Indeks Dolar AS Turun Mendekati 97,80 Menjelang Data
Indeks Dolar AS (DXY), yang mengukur Greenback vs sekeranjang saingan utamanya, memperpanjang pergerakan turun di bawah posisi kunci 98,00.
Indeks Dolar AS fokus pada data dan perdagangan
Indeks menambah penurunan baru-baru ini, turun untuk 3 sesi berturut-turut dan dengan demikian memperpanjang penolakan dari tertinggi 2019 pekan lalu di kisaran 98,30/35.
Hasil yang lebih rendah dari yang diperkirakan dari sektor manufaktur China gagal memberi dukungan kepada Greenback sementara para pelaku pasar tampaknya masih menyesuaikan diri dengan PCE AS dan Penghasilan/Pengeluaran Pribadi kemarin, yang datang dengan nada beragam.
Selanjutnya, Penjualan Rumah Tertunda akan dirilis bersamaan dengan indeks kunci Keyakinan Konsumen yang dilacak oleh Conference Board.
Apa yang harus diperhatikan di sekitar USD
Momentum optimis di sekitar Greenback telah sedikit mereda akhir-akhir ini. Terlepas dari latar belakang rilis data yang menggembirakan dalam beberapa minggu terakhir, kurangnya daya tarik inflasi telah menurunkan optimisme baru-baru ini dan telah muncul sebagai pendorong utama untuk dalam bulan-bulan berikutnya. Meskipun risalah FOMC terbaru memperkuat sikap netral/tergantung data The Fed, kenaikan suku bunga tahun ini belum sepenuhnya menjadi perhatian. Support lebih lanjut untuk Dolar diperkirakan akan datang dalam bentuk kelemahan luar negeri, daya tarik safe haven-nya, spread imbal hasil yang menguntungkan vs mata uang utama lainnya dan status mata uang cadangan global. Meskipun kemajuan lebih lanjut dalam pembicaraan perdagangan AS-China berpotensi untuk agak merongrong pandangan positif terhadap USD dalam waktu dekat, meningkatnya skeptisisme di antara investor akan mengurangi serangan optimisme seputar peristiwa ini.

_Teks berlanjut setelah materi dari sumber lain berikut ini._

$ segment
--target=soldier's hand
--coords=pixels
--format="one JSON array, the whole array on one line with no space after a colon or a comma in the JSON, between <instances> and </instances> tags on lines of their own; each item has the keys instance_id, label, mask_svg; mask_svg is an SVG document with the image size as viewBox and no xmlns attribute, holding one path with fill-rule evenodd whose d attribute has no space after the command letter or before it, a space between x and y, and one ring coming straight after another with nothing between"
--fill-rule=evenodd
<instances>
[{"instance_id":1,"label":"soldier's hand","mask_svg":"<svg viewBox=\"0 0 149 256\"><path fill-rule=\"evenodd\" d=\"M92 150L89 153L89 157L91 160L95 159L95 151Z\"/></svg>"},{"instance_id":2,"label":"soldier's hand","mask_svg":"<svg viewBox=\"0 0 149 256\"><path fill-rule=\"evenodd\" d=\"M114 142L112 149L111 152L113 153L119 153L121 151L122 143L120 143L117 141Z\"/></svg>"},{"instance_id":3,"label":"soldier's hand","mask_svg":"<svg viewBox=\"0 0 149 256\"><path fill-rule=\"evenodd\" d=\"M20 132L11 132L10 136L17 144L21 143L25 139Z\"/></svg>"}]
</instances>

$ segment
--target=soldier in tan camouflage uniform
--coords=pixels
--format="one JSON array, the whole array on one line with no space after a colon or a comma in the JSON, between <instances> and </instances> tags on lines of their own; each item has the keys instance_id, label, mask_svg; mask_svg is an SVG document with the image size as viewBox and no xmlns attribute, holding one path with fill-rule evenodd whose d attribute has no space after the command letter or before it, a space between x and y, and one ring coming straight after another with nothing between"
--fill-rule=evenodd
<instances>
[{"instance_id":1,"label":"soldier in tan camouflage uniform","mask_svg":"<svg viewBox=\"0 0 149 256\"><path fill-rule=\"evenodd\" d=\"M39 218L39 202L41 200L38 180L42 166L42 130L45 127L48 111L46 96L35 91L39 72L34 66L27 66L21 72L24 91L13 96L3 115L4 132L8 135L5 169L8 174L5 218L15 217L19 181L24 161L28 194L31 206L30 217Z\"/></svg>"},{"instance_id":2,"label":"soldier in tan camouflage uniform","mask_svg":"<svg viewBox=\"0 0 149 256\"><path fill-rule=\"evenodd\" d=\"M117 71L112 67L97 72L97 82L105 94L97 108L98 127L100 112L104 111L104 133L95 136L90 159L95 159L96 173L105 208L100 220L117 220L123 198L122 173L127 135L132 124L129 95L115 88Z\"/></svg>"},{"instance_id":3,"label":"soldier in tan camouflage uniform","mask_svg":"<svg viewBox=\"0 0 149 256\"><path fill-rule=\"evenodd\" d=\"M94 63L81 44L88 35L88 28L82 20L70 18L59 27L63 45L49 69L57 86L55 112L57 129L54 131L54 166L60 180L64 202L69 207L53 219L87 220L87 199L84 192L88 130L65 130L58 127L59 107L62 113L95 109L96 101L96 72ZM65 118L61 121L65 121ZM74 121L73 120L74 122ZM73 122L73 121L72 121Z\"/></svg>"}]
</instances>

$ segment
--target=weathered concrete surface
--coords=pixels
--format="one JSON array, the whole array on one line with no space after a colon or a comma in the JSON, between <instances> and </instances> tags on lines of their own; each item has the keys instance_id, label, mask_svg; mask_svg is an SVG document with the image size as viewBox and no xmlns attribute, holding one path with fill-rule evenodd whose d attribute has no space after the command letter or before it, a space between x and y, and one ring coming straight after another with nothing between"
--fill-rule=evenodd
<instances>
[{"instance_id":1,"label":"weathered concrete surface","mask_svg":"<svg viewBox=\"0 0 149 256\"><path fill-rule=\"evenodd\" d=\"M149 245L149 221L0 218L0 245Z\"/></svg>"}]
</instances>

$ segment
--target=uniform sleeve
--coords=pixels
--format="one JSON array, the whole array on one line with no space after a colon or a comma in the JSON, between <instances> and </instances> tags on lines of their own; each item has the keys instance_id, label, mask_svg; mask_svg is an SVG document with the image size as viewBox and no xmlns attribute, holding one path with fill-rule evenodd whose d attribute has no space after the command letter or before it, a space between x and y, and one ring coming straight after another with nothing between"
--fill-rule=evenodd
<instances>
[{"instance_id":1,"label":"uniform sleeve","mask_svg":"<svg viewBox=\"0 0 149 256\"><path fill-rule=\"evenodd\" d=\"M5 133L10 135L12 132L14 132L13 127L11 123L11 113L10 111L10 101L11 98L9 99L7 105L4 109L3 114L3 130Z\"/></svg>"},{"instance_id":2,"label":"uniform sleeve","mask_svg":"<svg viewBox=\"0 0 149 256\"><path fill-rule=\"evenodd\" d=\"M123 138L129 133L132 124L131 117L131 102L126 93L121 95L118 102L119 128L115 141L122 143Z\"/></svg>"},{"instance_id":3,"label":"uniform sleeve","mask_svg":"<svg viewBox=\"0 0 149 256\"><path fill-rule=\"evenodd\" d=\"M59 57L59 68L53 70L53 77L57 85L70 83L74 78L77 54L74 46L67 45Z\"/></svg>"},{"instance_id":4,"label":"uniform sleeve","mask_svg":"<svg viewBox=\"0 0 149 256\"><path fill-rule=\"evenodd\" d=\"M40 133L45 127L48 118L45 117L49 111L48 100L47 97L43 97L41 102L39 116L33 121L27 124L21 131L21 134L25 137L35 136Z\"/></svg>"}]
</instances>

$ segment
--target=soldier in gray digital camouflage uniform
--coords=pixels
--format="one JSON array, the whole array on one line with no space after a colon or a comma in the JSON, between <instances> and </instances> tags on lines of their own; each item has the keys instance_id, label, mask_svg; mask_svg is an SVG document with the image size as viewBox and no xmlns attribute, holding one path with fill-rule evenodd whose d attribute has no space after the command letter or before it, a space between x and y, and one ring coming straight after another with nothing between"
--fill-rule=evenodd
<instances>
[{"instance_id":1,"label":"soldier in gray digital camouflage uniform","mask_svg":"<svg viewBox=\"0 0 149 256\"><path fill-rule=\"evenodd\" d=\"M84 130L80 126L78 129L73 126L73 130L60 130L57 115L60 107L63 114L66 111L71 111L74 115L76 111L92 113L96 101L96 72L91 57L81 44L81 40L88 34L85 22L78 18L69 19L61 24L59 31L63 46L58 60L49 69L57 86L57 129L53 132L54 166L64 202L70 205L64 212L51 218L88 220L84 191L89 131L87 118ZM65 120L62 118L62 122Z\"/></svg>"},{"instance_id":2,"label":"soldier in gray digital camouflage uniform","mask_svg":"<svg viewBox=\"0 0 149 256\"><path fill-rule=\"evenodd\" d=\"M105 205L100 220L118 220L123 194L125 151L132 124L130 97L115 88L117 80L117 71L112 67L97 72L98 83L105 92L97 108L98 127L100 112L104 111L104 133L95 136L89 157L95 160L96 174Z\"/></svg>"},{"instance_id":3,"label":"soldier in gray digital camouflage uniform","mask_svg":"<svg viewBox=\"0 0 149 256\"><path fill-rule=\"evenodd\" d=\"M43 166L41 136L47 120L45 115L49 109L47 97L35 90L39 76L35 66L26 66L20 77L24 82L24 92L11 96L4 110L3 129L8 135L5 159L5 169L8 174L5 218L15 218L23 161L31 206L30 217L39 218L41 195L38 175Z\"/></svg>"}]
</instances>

Level relevan Indeks Dolar AS
Saat ini, pasangan ini mundur 0,06% ke 97,80 dan terobosan di 97,66 (SMA 10-hari) akan membuka pintu ke 97,36 (SMA 21-hari) dan akhirnya 97,26 (terendah 22 April). Di sisi lain, penghalang berikutnya muncul di 98,32 (tertinggi 25 April 2019) yang diikuti oleh 99,89 (tertinggi 11 Mei 2017) dan kemudian 100,51 (Fibo 78,6% dari penurunan 2017-2018).